Garyville, Louisiana; United States;
- Broadcast area: River Parishes
- Frequency: 1010 kHz

Programming
- Language: English
- Format: Catholic

Ownership
- Owner: Covenant Network

History
- First air date: December 2, 1970
- Former call signs: WKQT (1970–1985) WCKW (1985–2000) WLTS (2000)

Technical information
- Licensing authority: FCC
- Facility ID: 115
- Class: D
- Power: 500 watts (day) 42 watts (night)
- Transmitter coordinates: 30°04′35″N 90°37′17″W﻿ / ﻿30.07639°N 90.62139°W
- Translators: W230CL (93.9 MHz, Garyville)

Links
- Public license information: Public file; LMS;

= WCKW =

Radio station in Garyville, Louisiana

WCKW (1010 AM) is an American radio station licensed to serve the community of Garyville, Louisiana, United States. The station is owned by Covenant Network.

==Programming==
WCKW broadcasts a Catholic radio format to the greater New Orleans area, most notably the River Parishes of St. John the Baptist, St.
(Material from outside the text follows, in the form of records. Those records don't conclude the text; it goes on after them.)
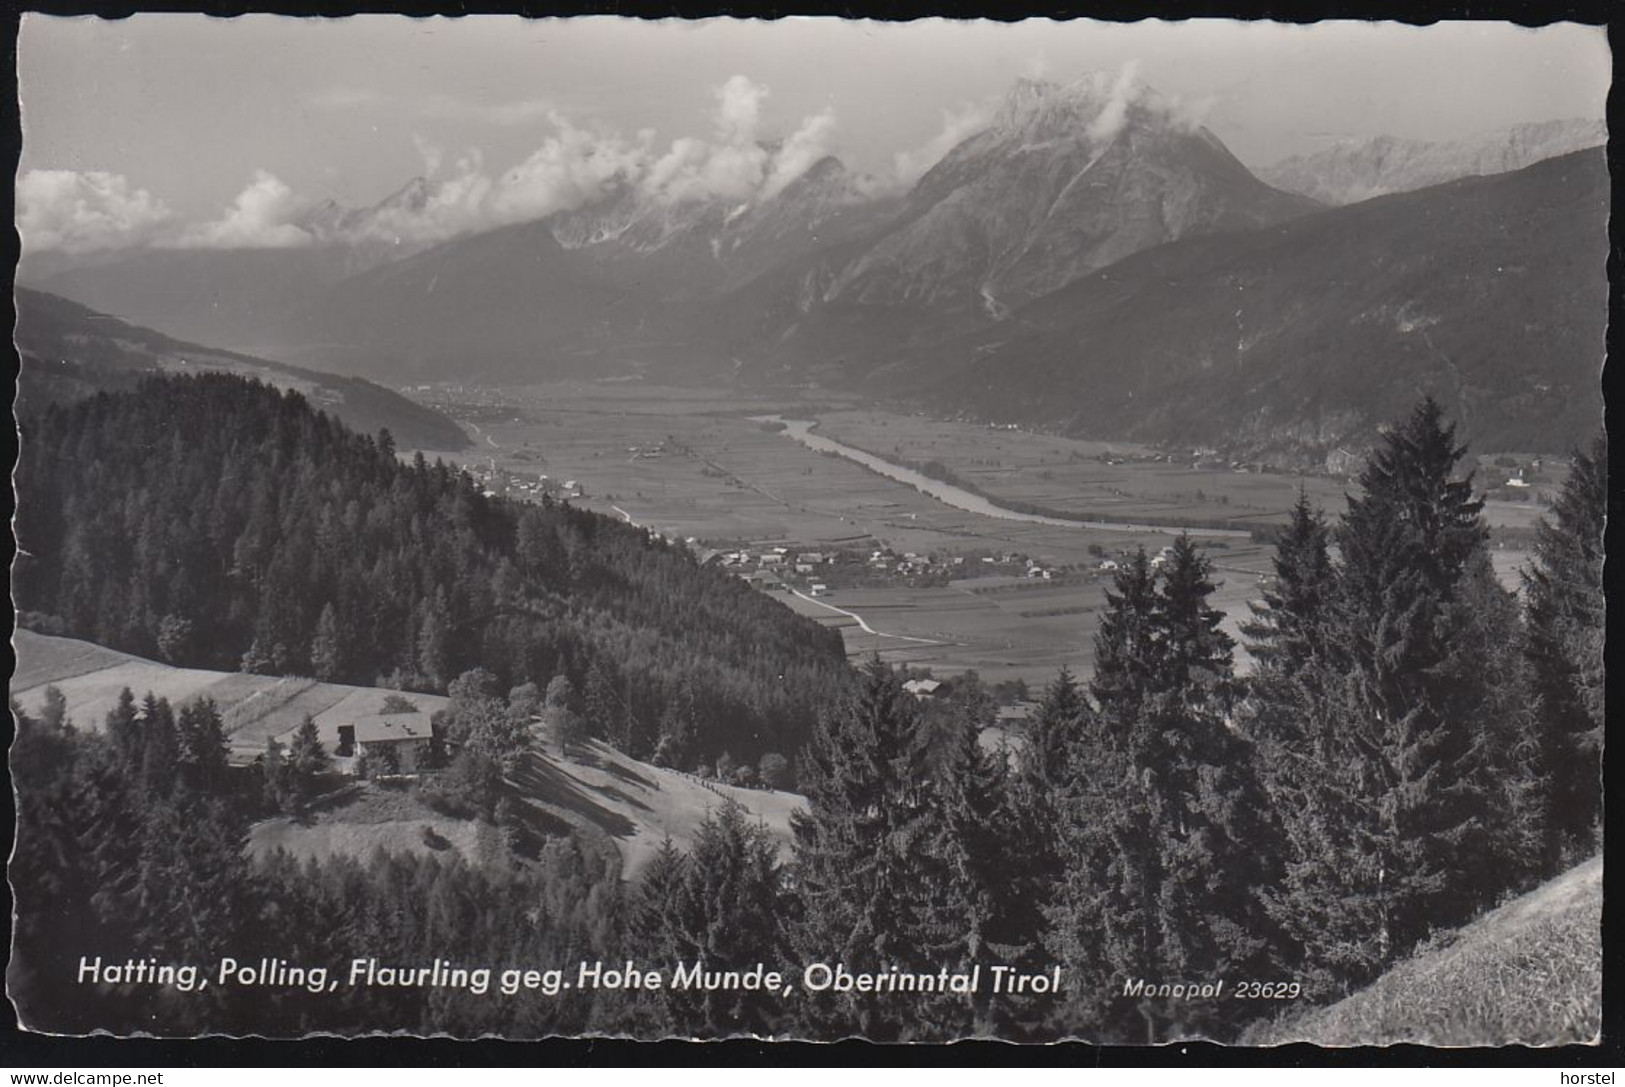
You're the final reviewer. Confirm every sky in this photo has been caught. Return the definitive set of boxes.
[15,15,1610,254]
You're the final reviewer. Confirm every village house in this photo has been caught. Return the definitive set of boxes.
[903,677,950,700]
[338,711,437,775]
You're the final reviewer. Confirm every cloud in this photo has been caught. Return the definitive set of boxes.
[488,114,651,225]
[423,94,555,127]
[714,75,769,145]
[178,170,314,248]
[412,133,444,178]
[891,101,995,189]
[1086,59,1142,144]
[17,169,173,253]
[1161,91,1218,133]
[39,75,850,255]
[640,75,838,206]
[759,107,838,201]
[349,150,494,245]
[309,86,556,127]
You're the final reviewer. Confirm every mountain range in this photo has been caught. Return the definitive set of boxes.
[890,148,1607,465]
[1258,118,1606,205]
[18,76,1607,459]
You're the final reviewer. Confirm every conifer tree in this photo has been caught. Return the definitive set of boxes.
[1330,396,1496,957]
[138,694,181,797]
[176,697,230,795]
[310,603,343,681]
[1049,544,1270,1040]
[1524,435,1605,858]
[1241,491,1335,677]
[665,801,786,1036]
[104,687,141,771]
[290,714,330,777]
[790,657,938,1040]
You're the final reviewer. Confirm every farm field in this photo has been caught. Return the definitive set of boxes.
[12,629,451,760]
[811,409,1557,534]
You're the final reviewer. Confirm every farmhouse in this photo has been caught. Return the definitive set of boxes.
[903,677,950,700]
[338,711,436,775]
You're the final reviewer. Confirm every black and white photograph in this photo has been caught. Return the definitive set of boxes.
[6,14,1609,1046]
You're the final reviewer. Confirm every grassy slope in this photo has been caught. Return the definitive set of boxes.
[1252,855,1602,1046]
[14,630,802,881]
[12,629,450,760]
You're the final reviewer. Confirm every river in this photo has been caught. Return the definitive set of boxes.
[753,416,1252,539]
Charles, and St. James.

==History==
The station signed on in December 1970 as country music outlet WKQT, the sister station of WCKW-FM. These stations were founded by Sidney Joseph Levet III, a New Orleans native and an electronic engineer. In February 1990, Levet was named Broadcaster of the Year by the Louisiana Association of Broadcasters. (Levet died in 1997.)
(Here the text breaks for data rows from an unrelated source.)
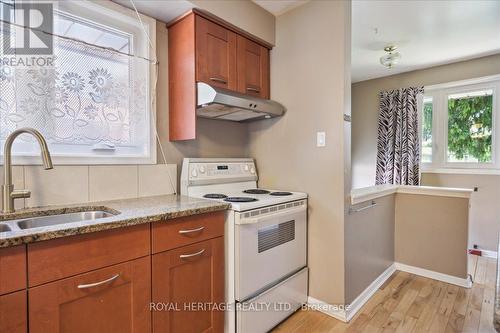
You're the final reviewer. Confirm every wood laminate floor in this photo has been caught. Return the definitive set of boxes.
[272,255,497,333]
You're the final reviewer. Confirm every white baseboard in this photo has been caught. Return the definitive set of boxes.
[307,296,348,322]
[394,262,472,288]
[344,263,396,321]
[307,263,396,323]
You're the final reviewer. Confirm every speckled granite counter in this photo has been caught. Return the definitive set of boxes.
[0,195,229,248]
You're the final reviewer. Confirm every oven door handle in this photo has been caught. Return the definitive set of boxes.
[236,205,306,225]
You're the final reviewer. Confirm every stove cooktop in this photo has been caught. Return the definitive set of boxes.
[270,191,293,196]
[224,197,259,203]
[243,189,270,195]
[203,194,228,199]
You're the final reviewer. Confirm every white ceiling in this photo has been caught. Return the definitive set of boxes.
[352,0,500,83]
[252,0,309,16]
[112,0,194,24]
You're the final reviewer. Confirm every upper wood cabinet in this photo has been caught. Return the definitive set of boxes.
[237,36,270,99]
[196,16,237,91]
[168,9,273,141]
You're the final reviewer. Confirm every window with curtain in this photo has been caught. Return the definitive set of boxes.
[0,0,156,164]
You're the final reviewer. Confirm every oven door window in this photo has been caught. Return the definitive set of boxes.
[258,220,295,253]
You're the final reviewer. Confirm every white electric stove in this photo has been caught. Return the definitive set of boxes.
[181,158,308,333]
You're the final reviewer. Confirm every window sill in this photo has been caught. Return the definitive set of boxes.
[421,168,500,175]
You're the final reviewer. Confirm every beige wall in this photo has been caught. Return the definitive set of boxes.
[422,173,498,251]
[189,0,275,45]
[351,53,500,189]
[345,195,395,303]
[395,194,469,278]
[248,0,350,305]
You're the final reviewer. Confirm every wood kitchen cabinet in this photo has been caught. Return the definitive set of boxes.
[168,9,273,141]
[152,237,224,333]
[0,245,26,294]
[28,256,151,333]
[0,211,224,333]
[196,16,237,91]
[237,36,270,99]
[0,291,27,333]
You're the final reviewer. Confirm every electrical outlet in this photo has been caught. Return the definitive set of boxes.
[317,132,326,147]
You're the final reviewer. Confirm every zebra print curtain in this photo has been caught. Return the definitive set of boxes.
[375,87,424,185]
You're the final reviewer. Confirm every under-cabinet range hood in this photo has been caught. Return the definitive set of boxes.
[196,82,285,122]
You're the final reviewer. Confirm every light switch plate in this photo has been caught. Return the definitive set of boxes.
[317,132,326,147]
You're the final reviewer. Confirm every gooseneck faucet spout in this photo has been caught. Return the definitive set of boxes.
[2,128,53,213]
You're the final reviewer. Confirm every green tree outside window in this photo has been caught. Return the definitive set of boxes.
[447,93,493,163]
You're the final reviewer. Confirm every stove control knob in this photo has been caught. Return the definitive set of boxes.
[191,169,198,178]
[199,166,206,173]
[243,165,249,172]
[250,167,256,174]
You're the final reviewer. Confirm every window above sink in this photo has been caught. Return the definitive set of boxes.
[0,0,156,165]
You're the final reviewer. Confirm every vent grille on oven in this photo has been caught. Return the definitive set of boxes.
[242,199,305,218]
[258,220,295,253]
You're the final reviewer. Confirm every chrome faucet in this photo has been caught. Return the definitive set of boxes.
[2,128,53,213]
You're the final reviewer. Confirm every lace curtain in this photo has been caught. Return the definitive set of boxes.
[0,30,150,154]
By 1973, both stations became simulcasts with the AM becoming WCKW on March 2, 1985. After the FM flipped to active rock, the AM was sold in 2000 to River Parishes Radio, who switched it to a gospel format. The station briefly became "WLTS" on October 20, 2000, but the station was reassigned the call sign "WCKW" by the Federal Communications Commission (FCC) on November 24, 2000. Covenant Network purchased the station on January 2, 2007 and began transmitting its Catholic programming.